Monday, 21 May 2012

Είναι αυτός ο τρίτος δρόμος για την Ευρώπη;

ISSUES come and go with the markets, which are always casting about their gaze for the next threat that will deny them the tranquil predictability they long for at all times. But for the better part of a year now, one issue never seems to go away, never seems to stop gumming up the works: Greece.
It’s hard these days for market players in London — or New York, or any other place, for that matter — to think about much else.
Here’s how we frame the question now: Will Greece leave the Eurozone, or will it not? Is it possible that we’re asking the wrong question? Increasingly, I believe so. Elections on 6 May kicked Greece’s long-ruling coalition from power and brought forward the very real prospect of a new Greek government that, when it comes to EU-enforced “austerity,” seems much less likely to play ball. Since then, everyone’s spent a lot of time trying to predict, “Will they, or won’t they? Which will it be?”
The answer may be neither. Matthew Lynn of Strategy Economics in London told my colleague Patrick Allen last week that we may see neither a Greek exit from the currency bloc, nor continued Greek acceptance of austerity. We may instead see a smaller version of America’s post-War Marshall Plan for Europe, a largely German-funded plan for Greece “to re-flate its economy and keep the euro staggering on for a couple more years at least,” as Lynn put it.

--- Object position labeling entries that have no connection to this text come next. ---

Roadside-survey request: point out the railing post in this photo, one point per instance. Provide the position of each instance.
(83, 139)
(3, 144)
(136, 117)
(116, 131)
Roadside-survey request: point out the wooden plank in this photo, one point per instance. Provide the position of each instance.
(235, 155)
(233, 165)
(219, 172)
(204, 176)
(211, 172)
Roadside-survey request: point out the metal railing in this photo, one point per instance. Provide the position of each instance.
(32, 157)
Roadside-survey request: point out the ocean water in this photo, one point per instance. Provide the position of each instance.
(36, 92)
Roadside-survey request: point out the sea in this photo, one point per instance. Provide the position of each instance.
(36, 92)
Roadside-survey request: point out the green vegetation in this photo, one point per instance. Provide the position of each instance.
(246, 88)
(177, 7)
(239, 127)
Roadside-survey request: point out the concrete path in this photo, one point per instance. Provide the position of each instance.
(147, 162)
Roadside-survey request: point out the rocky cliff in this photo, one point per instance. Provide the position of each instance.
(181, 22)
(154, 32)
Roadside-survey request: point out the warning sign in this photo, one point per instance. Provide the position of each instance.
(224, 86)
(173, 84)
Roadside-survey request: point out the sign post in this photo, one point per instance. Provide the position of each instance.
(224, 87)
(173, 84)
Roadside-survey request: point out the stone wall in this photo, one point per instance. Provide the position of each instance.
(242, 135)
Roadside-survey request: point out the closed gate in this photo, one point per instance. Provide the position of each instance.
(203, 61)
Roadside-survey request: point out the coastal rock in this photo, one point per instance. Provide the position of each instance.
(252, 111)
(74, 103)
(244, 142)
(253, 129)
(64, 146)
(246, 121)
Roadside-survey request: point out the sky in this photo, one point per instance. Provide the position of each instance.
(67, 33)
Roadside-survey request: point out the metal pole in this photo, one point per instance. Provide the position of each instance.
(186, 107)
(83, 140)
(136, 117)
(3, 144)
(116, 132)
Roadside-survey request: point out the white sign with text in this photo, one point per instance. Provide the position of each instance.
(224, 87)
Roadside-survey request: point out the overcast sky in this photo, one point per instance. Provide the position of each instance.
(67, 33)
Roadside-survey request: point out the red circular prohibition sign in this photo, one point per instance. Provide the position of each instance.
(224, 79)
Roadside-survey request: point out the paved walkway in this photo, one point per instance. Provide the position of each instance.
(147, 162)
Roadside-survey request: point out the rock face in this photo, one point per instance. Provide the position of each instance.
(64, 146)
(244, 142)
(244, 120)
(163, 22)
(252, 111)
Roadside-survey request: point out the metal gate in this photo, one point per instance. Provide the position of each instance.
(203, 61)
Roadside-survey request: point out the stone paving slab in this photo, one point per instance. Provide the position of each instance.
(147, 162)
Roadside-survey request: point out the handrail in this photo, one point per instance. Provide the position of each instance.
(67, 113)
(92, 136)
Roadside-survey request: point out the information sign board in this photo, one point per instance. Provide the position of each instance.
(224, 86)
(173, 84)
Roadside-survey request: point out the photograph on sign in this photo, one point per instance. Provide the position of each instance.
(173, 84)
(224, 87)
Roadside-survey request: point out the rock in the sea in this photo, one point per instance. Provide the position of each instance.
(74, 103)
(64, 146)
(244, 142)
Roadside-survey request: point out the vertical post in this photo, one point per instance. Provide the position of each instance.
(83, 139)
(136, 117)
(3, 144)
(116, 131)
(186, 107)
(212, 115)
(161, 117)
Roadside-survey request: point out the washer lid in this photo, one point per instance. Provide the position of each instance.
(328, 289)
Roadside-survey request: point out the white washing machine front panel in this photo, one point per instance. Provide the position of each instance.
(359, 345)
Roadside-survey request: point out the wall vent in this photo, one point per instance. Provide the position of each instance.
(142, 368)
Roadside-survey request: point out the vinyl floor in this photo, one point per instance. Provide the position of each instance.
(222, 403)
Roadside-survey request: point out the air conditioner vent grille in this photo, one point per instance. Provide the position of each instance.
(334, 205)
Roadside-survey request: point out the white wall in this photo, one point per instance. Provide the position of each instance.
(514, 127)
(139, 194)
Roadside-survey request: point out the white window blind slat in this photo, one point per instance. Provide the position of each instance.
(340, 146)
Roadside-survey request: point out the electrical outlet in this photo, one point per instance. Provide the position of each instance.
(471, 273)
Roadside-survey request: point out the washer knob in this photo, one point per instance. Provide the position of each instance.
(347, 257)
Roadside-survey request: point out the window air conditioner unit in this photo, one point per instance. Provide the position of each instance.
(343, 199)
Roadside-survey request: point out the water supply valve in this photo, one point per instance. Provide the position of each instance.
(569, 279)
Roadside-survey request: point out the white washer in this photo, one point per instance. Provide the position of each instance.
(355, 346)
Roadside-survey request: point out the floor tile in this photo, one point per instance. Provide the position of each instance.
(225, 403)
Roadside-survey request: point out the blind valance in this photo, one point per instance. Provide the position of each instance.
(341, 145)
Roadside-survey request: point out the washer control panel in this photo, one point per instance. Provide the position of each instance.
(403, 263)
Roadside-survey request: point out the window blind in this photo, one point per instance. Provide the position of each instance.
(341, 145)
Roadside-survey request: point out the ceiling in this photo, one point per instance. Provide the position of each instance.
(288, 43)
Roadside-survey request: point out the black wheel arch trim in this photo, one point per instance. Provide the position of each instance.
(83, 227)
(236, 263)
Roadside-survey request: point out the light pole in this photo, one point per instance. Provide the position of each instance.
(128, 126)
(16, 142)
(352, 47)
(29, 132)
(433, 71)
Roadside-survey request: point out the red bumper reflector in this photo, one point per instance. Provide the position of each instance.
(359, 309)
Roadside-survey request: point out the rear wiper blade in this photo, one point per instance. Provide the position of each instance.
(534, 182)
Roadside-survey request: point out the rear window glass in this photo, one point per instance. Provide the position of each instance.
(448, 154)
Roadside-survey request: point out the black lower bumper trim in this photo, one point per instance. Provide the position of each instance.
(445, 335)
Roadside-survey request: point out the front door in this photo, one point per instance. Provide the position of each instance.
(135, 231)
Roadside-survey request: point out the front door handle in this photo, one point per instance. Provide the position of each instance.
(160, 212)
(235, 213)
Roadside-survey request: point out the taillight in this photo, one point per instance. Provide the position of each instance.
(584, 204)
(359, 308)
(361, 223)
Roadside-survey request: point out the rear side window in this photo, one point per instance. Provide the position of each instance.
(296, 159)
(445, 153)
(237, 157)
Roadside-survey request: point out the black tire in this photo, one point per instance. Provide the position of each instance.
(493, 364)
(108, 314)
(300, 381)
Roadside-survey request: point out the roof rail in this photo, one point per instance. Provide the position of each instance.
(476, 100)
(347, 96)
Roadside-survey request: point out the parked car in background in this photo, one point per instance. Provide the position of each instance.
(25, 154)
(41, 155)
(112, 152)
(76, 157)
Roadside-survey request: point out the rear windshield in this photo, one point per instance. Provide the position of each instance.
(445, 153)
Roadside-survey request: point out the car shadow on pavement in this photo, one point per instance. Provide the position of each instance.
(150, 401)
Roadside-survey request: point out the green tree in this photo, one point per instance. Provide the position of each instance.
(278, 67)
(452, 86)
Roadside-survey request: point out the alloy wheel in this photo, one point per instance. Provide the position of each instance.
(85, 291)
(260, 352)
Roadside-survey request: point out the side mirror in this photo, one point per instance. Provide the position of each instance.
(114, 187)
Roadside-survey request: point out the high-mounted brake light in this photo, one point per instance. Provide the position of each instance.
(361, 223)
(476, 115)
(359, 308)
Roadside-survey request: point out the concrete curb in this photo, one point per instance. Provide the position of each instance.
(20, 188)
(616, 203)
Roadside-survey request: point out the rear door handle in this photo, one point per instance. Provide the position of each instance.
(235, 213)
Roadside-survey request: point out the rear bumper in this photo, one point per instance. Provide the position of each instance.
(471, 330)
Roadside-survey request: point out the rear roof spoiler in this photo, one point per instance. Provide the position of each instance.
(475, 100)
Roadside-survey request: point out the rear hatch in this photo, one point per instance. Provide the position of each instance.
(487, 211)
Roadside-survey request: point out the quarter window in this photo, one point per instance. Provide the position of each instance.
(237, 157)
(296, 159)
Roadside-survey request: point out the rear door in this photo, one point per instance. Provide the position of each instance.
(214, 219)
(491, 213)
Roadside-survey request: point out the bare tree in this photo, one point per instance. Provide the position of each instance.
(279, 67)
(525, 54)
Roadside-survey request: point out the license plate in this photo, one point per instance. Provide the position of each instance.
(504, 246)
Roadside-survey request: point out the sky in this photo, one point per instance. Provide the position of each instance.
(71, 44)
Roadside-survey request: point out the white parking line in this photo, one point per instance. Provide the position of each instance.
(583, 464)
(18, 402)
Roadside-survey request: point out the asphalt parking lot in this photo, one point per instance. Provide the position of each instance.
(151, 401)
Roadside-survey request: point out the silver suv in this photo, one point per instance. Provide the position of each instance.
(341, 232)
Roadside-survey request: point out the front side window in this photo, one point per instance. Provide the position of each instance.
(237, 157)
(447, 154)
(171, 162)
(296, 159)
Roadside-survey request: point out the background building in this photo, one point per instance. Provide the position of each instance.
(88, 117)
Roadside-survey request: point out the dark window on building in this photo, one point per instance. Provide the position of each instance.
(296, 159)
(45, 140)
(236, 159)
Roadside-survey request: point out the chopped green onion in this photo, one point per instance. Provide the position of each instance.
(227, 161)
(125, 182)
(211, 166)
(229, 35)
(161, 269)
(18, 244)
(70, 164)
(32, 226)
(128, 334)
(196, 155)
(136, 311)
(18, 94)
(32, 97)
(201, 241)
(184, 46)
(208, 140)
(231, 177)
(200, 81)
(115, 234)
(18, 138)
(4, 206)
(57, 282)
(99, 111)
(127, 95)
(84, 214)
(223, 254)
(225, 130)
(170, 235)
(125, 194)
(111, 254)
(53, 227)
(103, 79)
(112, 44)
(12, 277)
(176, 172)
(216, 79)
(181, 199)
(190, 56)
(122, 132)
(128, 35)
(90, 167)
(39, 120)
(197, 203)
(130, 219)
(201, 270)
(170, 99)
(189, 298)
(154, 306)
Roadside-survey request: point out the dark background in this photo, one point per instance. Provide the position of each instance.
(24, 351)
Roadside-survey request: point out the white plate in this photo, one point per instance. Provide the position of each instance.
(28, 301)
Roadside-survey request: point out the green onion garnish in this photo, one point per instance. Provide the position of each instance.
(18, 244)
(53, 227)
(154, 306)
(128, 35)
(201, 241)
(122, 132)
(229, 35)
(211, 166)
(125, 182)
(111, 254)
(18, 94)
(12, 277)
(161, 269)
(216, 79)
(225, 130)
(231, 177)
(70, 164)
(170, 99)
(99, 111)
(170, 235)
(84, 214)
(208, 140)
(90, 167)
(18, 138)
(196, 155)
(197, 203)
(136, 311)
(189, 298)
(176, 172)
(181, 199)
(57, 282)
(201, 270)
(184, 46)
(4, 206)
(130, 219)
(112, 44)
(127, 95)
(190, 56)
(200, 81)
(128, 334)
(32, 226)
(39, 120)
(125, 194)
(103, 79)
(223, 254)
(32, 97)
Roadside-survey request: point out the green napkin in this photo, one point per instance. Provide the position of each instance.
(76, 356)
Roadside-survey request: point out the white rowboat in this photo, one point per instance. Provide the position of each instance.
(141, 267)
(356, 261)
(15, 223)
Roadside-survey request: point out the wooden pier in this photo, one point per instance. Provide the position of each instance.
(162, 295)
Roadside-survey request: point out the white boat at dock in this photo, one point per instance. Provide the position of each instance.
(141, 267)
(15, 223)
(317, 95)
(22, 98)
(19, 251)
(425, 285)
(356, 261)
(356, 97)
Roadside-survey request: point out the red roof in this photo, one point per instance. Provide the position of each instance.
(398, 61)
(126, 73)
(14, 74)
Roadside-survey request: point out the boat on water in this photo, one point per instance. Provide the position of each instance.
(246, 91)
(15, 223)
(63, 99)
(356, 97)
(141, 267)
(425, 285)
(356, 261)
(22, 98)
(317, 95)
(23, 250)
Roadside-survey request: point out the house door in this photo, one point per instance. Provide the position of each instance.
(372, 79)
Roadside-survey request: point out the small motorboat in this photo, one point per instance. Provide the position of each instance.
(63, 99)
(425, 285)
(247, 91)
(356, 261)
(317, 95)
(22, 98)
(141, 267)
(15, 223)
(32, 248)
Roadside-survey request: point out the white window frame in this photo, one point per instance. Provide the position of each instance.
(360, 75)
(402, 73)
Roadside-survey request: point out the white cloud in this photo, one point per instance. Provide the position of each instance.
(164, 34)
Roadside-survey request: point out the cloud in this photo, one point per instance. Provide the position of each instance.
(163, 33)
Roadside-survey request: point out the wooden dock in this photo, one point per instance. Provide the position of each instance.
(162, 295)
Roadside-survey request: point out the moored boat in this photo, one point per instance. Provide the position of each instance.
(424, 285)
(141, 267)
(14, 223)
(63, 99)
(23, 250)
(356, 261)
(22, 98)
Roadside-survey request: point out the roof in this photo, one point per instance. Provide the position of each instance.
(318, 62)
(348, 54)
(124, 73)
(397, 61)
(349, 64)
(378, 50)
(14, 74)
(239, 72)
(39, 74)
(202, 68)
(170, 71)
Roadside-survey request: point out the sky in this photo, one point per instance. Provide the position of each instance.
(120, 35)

For countries like Greece, Portugal and Spain, austerity isn’t working. We’re learning that it’s difficult for nation states to shrink their way to a positive GDP. The Greeks, who under austerity have watched domestic businesses shut down by the literal thousands and youth unemployment climb to dangerously high levels, are not going to stay with it. However, the biggest reason that we may see something more ambitious for Greece, some new “bailout” that incorporates a plan for actual growth, has nothing to do with the Greeks. It has to do with the rest of us, including the Germans. We don’t know the effects, the costs, of a Greek exit from the Eurozone. Would the vaunted “fire wall” contain the damage? Would Greece be only the first country to go, once the precedent has been set?
We don’t have the answer to those questions, but one thing we do know is that learning the answers is likely to hurt.What Lynn suggests raises almost as many questions, especially about funding, as it answers. But the ramifications of a Greek pull-out are, in a phrase, terrifyingly unpredictable. Nobody likes that. Don’t rule out a new scheme that spares Greece austerity as they’ve known it, and spares everyone else from learning what a Greek exit looks like.